Due to the very nature of the computer graphics, most graphic pipelines have been structured as a computing states with data flowing as streams between them. Each stage operate over a set of elements such as vertex, triangles or pixels. The figure 1 [Shr99] shows the typical OpenGL fixed pipeline.

It's easy to see how this architecture resembles the stream computing model described in the previous section. This type of fixed architecture was, until very recently, the standard for computer graphic card manufacturers to follow. Although it resembled a stream computing model, it offered little or no programmability to users thus, it was not usable for any task other than processing graphic instructions. In 2000 [Owe05], GPUS allowed some level of programmability of key parts of the pipeline.

Current GPUS allow the user to program almost any type of functionality at two stages of the graphic pipeline in the form of vertex programs and fragment programs. These allow the user to write programs on vertex and fragment data respectively. The figure 2 shows a mapping of the more recent OpenGL programmable pipeline to a stream model.

The Vertex Processor

The vertex processor operates on incoming vertex values and their associated data. It is intended to perform traditional graphics operations such as: vertex transformation, normal transformation and normalisation, texture coordinate generation and transformation, lighting and colour calculations [Ros04]. Because vertex processor are capable of changing the position of incoming vertex data, thus affecting the final image to be drawn. Since an image is, in essence, an array of memory, vertex processor are capable of scatter-like operations. Also, recent processors are capable of reading from texture memory, resulting in a special kind of delayed-gathering operation. We call it delayed because the vertex cannot read information directly from another vertex element but it can read whatever data resulted from a previous computation if it is encoded in texture memory. In later sections, we will see how to take advantage of this to perform simple computation.

Vertex processors can operate in SIMD(Single Instruction, Multiple Data) or MIMD(Multiple Instruction, Multiple Data) modes; thus, allowing both, instruction and task parallelism within a single processor unit. Since modern GPUS contain multiple vertex processors (latest NVIDIA and ATI cards have up to six) we can begin to appreciate the level of parallelism achievable on these architectures.

The Fragment Processor

The fragment processor operates on fragments and their associated data. Some of the operations traditionally associated with fragment shaders are: texture access and application, fog, colour sum and general operations on interpolated values. As with vertex shaders, fragment shaders can be used to perform almost any kind of computation on the GPU. Because of the fragment processor can access texture memory randomly it is very easy to perform gathering operations within a fragment program. In fact, it is not uncommon to use a texture information to dependency look-ups on other textures; feature that comes really handy when porting algorithms to the stream computing model.

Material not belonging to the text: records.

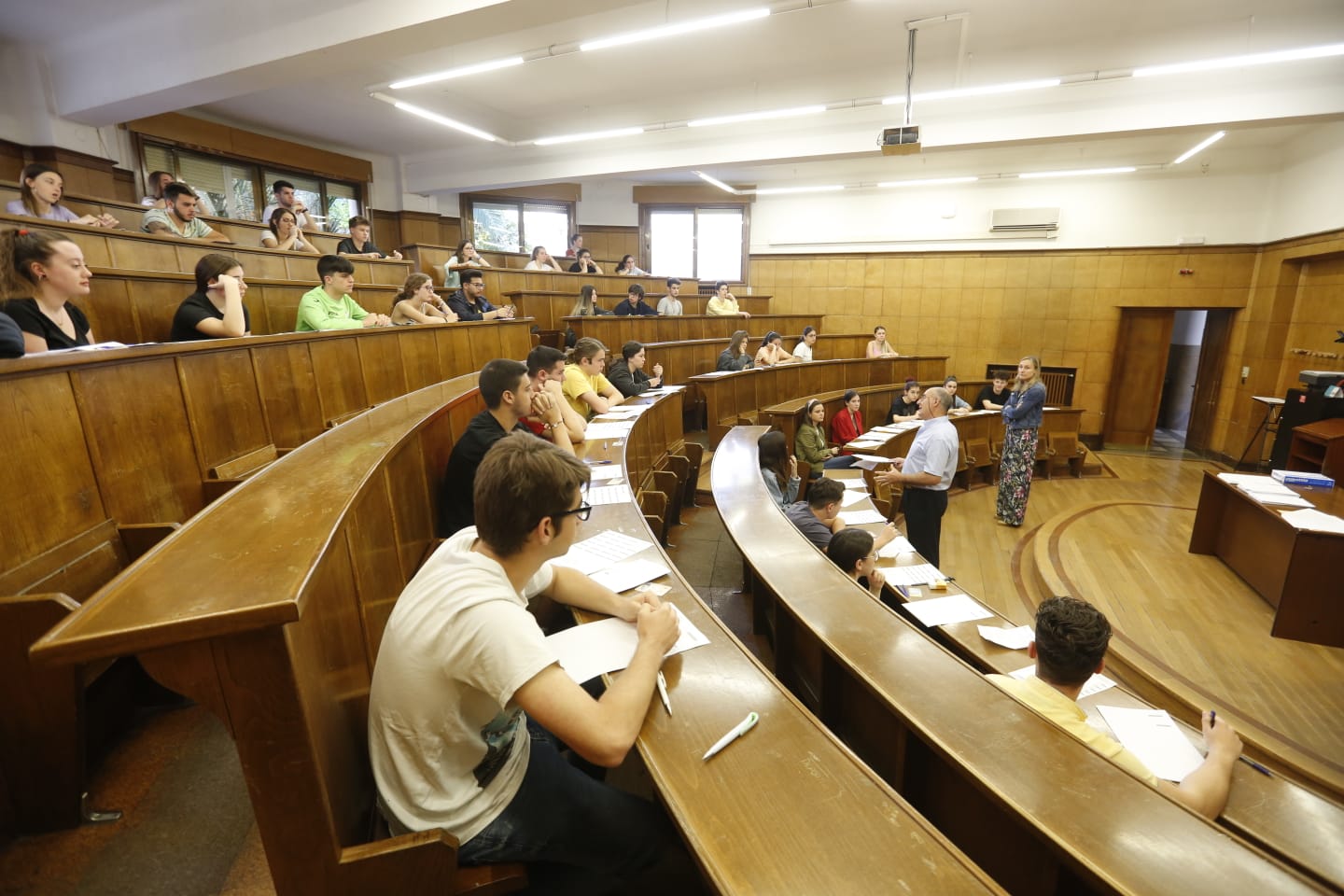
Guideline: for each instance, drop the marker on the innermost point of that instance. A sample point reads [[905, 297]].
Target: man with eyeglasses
[[509, 397], [468, 699]]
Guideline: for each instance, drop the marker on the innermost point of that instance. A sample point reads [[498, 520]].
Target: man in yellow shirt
[[586, 388], [1070, 645], [723, 302]]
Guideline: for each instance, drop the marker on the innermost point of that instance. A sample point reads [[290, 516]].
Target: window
[[232, 189], [518, 225], [706, 242]]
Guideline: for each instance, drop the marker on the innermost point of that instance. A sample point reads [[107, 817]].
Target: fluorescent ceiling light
[[445, 121], [984, 91], [715, 182], [683, 27], [592, 134], [1202, 146], [929, 182], [1077, 172], [779, 191], [1240, 62], [457, 73], [756, 116]]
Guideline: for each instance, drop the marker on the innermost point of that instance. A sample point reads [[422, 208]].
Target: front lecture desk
[[1036, 809], [269, 606], [1300, 572]]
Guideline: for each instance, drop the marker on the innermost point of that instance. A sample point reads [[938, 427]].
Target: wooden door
[[1137, 373], [1209, 378]]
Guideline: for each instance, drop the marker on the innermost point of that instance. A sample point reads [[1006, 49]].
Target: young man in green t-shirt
[[329, 305]]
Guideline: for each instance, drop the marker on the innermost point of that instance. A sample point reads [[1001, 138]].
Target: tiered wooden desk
[[1297, 571], [733, 397], [269, 606], [106, 450], [245, 232], [1035, 807]]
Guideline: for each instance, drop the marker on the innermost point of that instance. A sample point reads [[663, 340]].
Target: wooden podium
[[1298, 571]]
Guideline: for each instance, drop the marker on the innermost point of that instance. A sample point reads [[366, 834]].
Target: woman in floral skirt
[[1022, 419]]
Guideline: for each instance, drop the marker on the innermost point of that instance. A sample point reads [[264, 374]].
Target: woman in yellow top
[[809, 445]]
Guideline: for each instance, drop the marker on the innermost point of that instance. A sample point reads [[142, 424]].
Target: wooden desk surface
[[225, 578], [940, 711]]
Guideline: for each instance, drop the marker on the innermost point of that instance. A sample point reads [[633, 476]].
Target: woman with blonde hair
[[735, 357], [39, 273], [40, 189], [1022, 422], [420, 303]]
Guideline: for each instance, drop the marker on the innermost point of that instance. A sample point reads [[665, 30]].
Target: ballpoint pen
[[745, 725], [663, 692]]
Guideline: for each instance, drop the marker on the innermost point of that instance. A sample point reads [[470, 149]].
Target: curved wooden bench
[[730, 398], [1035, 807], [109, 450], [283, 629]]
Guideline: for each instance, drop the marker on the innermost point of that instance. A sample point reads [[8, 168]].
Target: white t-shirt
[[448, 747]]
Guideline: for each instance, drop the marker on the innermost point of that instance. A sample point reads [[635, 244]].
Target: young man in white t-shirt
[[464, 676]]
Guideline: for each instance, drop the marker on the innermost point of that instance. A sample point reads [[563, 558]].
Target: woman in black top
[[735, 357], [216, 309], [39, 273]]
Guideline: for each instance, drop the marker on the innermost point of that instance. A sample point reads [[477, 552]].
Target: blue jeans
[[576, 834]]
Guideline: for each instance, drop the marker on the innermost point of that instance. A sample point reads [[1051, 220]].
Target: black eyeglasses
[[583, 511]]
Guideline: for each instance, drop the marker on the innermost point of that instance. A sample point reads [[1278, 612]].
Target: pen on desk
[[745, 725], [663, 692]]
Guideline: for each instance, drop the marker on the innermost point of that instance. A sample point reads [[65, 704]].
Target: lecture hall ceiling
[[309, 70]]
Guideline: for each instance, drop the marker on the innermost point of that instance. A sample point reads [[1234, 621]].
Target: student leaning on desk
[[468, 697]]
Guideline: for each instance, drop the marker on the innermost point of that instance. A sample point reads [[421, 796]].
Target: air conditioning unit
[[1017, 219]]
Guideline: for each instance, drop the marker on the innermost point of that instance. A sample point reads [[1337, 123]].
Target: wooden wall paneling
[[223, 407], [42, 448], [136, 427], [376, 558], [418, 348], [287, 388], [382, 367], [109, 311], [338, 392]]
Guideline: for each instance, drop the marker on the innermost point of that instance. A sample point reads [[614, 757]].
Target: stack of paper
[[588, 651], [955, 608], [1157, 740]]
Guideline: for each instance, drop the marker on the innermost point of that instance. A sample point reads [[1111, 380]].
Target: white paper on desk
[[1096, 684], [1155, 737], [1315, 520], [588, 651], [598, 495], [895, 547], [601, 551], [916, 574], [955, 608], [852, 496], [861, 517], [597, 431], [628, 574], [1013, 638]]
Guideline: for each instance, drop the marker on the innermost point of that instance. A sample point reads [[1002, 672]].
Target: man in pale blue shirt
[[926, 473]]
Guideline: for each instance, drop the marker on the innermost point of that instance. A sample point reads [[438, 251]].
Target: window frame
[[647, 210], [468, 217], [261, 189]]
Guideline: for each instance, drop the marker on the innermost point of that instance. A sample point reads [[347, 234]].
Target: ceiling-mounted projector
[[901, 141]]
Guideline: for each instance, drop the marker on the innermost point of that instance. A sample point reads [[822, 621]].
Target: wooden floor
[[1190, 627]]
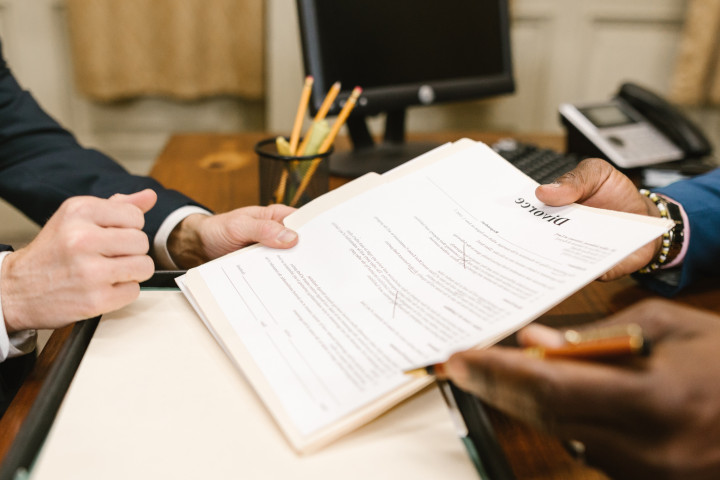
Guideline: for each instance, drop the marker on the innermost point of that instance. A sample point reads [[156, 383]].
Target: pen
[[603, 343]]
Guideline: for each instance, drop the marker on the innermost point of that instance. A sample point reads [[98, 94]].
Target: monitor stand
[[367, 156]]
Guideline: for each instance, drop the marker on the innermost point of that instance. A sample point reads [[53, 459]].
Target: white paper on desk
[[452, 255]]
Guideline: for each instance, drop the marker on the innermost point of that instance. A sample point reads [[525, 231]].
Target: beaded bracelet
[[667, 238]]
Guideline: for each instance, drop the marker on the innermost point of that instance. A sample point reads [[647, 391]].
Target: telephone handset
[[636, 128]]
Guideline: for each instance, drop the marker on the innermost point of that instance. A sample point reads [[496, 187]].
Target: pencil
[[327, 143], [295, 134], [300, 115], [597, 347], [322, 113]]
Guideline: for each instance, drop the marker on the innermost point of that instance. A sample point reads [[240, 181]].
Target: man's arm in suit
[[42, 165]]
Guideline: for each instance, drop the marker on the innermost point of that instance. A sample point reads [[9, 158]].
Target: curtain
[[183, 49], [696, 79]]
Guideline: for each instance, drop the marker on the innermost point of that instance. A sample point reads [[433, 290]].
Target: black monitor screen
[[391, 48]]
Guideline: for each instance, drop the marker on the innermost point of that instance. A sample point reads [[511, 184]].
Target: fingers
[[129, 268], [594, 183], [144, 199], [276, 212], [267, 232], [555, 395], [577, 185]]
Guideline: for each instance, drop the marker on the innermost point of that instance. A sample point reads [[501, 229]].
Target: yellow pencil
[[295, 134], [327, 143], [300, 115], [322, 112]]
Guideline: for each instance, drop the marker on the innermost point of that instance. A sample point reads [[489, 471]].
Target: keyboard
[[541, 164]]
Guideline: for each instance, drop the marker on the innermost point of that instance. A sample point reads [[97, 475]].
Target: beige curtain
[[184, 49], [696, 80]]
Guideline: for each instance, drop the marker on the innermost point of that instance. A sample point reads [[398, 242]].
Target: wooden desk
[[220, 171]]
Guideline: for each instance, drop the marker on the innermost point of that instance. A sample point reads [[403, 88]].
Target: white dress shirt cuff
[[163, 261], [17, 343]]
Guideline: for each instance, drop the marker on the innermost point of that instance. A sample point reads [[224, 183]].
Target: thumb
[[144, 199], [577, 185]]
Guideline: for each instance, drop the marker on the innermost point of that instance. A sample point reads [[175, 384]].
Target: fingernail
[[286, 236]]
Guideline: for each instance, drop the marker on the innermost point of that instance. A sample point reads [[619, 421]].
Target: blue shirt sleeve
[[700, 197]]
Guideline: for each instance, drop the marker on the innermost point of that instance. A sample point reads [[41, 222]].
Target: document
[[450, 251]]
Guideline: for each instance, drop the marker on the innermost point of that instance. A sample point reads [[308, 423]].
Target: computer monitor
[[402, 53]]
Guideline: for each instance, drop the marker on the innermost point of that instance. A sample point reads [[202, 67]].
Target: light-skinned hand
[[199, 238], [88, 259]]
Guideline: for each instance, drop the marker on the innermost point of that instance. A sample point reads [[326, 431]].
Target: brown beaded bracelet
[[670, 239]]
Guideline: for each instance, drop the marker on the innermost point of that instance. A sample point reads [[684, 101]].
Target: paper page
[[450, 256], [155, 398]]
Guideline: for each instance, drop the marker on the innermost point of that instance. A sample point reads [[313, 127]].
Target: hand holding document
[[392, 272]]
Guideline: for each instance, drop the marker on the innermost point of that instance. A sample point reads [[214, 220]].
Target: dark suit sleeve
[[700, 198], [41, 164]]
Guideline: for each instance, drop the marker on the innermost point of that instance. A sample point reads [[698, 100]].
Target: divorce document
[[454, 254]]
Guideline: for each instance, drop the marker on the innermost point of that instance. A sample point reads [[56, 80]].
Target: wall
[[564, 50]]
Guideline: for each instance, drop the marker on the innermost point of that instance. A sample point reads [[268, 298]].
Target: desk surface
[[220, 171]]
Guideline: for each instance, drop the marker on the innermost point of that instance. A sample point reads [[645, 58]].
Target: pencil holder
[[290, 180]]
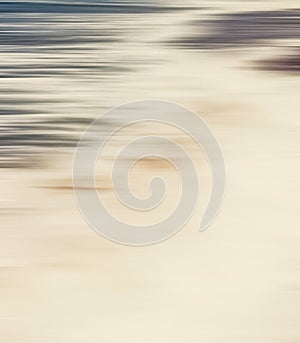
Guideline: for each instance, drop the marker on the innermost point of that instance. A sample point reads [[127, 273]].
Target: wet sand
[[237, 281]]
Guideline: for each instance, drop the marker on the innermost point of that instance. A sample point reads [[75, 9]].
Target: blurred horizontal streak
[[81, 8], [288, 63], [243, 29]]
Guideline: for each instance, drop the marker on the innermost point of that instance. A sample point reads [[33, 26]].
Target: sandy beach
[[237, 281]]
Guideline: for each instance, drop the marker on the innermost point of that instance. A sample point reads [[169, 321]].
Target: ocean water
[[236, 64]]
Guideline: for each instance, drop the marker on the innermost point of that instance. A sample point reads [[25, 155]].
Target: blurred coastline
[[64, 63]]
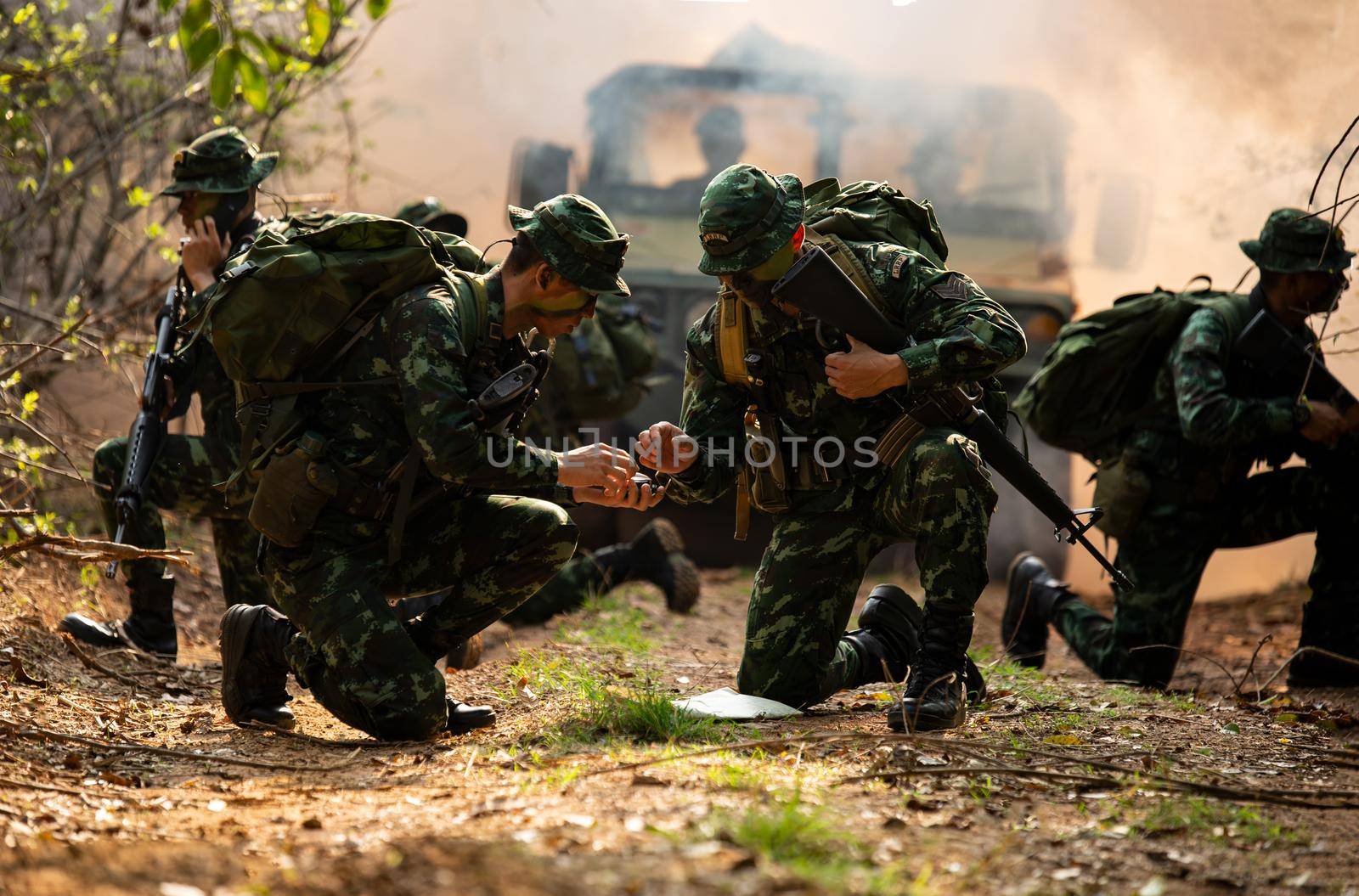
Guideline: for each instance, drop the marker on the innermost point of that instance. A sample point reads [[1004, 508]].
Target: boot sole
[[1035, 660]]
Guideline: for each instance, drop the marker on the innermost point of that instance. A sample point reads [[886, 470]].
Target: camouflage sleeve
[[713, 412], [962, 335], [1209, 414], [430, 358]]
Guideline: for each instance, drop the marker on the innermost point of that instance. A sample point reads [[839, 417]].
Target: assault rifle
[[1279, 352], [817, 285], [149, 427]]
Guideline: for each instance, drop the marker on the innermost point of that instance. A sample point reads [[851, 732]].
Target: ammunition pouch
[[292, 491], [1121, 490], [765, 465]]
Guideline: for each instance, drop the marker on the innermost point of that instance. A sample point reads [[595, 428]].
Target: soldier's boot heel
[[464, 717], [255, 671], [149, 626], [935, 696], [888, 638], [1032, 597], [657, 555]]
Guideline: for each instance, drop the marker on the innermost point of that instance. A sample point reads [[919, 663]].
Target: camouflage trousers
[[183, 480], [1170, 547], [353, 653], [938, 495]]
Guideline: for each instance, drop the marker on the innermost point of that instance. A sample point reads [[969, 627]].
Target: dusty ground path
[[1059, 783]]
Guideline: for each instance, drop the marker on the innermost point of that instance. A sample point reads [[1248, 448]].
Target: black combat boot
[[149, 627], [935, 694], [464, 717], [654, 555], [457, 654], [1033, 597], [255, 669], [888, 640], [1329, 627]]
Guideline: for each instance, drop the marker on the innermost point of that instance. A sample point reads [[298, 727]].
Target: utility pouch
[[768, 479], [296, 487], [1121, 490], [764, 454]]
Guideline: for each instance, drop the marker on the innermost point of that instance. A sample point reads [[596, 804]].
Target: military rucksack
[[1097, 380], [301, 296]]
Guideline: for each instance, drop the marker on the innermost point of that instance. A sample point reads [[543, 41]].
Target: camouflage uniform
[[937, 493], [1215, 418], [595, 375], [348, 646], [188, 468]]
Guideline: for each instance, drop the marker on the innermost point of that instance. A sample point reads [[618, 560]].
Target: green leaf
[[195, 17], [223, 85], [272, 59], [255, 87], [203, 48], [319, 26]]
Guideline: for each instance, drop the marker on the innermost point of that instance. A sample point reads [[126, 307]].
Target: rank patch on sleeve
[[953, 290]]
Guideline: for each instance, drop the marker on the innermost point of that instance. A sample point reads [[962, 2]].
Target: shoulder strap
[[1236, 310], [733, 337]]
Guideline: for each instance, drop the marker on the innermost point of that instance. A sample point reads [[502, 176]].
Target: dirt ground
[[122, 775]]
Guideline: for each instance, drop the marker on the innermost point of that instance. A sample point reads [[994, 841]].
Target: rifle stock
[[817, 285], [149, 429]]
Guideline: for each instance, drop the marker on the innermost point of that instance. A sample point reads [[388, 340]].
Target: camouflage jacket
[[421, 341], [200, 371], [962, 336], [1216, 415]]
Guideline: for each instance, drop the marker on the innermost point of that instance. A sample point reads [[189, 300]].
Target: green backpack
[[299, 298], [874, 211], [1097, 380]]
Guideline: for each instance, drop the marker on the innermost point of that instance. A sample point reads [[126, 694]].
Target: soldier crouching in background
[[1181, 486]]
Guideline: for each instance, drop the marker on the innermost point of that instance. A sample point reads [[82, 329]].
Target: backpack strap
[[733, 337], [1236, 310]]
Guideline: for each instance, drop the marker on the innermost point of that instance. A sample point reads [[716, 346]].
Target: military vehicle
[[991, 161]]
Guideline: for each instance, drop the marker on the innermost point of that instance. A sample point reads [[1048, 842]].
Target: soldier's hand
[[862, 371], [1325, 425], [666, 449], [635, 497], [203, 253], [1352, 419], [597, 466]]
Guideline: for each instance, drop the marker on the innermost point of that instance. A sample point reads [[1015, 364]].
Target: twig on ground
[[45, 735], [92, 549], [324, 741], [94, 665]]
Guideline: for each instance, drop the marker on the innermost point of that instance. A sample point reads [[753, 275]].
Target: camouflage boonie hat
[[432, 214], [578, 239], [222, 161], [1293, 242], [745, 217]]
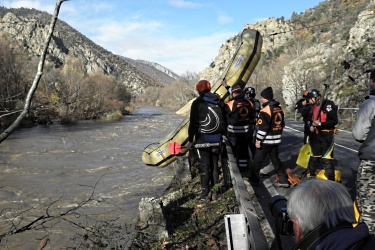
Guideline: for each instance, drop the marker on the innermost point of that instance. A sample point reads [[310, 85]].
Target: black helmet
[[250, 91], [313, 93]]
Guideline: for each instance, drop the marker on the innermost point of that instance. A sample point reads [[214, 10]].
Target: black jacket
[[203, 117]]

Although fragment processor in current GPU architectures can only operate in SIMD mode and are very restrictive about the kind of operations they allow we shall see that they are still very apt to perform general computations. Plus, due the computational frequency of fragment processing the number of fragment processors is higher than the number of vertex processors. Current top-of-the-line cards have about sixteen fragment processors.